Many leading public health officials have described the week of April 5th 2020 ( Holy Week) as potentially the hardest and saddest week of increased deaths related to the coronavirus.  This pandemic has affected the entire world in very alarming ways.  It has also continued to spike the globally uncured diseases of racism and xenophobia.  The University Health Services at the University of California, Berkeley recently retracted a statement (@tangcentercal) advising students that “xenophobia: fears about interacting with those who might be from Asia and guilt about these feelings” is a normal or common reaction. This shows the high level of insensitivity and present day normalization of racism even from a school who’s demographics report that more than 30% of the student body is of Asian descent.

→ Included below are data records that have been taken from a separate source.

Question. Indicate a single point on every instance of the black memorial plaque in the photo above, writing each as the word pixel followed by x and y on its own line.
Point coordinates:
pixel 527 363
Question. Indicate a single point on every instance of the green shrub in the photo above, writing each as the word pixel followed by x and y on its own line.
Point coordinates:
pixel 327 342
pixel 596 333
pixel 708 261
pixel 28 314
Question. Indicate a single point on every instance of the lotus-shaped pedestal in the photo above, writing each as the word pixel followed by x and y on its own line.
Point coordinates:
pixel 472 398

This institution’s culture and ethics in communication should be far above the curve for understanding racism of any kind as an unacceptable reaction to this pandemic.  But like many institutions, it continued to be complicit in the propagation of systematic and systemic racism. This must stop. Especially at a time when we are finding that people of color are and will be affected fatally by this pandemic at disproportional rates.

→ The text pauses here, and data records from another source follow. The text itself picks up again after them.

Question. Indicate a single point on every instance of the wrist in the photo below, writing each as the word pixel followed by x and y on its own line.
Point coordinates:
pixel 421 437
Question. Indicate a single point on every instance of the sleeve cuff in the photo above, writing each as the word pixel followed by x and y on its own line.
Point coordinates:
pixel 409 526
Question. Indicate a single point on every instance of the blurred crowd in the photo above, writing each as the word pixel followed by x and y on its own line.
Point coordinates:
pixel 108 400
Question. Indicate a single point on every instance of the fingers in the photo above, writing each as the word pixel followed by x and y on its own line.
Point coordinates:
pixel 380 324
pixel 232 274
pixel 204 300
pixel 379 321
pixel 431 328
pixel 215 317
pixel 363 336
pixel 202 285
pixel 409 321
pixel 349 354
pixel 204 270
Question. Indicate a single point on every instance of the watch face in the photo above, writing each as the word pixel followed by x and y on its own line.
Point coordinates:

In fact, Propublica.org, reported that early data shows African Americans have contracted and died of coronavirus at an alarming rate. In the very city that hosted the African Descent Lutheran Association’s (ADLA) August 2019 Biennial Assembly (Milwaukee, Wisconsin), African Americans made up almost half of Milwaukee County’s 945 coronavirus cases and 81% of its 27 deaths in a county whose population is only 26% Black (as of 4/3/20).  This level of disproportionate rates of infection and death is a direct result of economic, political, and environmental factors that have been growing for decades.  These factors along with so many other sociological trends have put Black people at higher risk of chronic conditions that leave immune systems vulnerable and battling pre-existing illnesses like diabetes, heart disease, hypertension, HIV, and asthma.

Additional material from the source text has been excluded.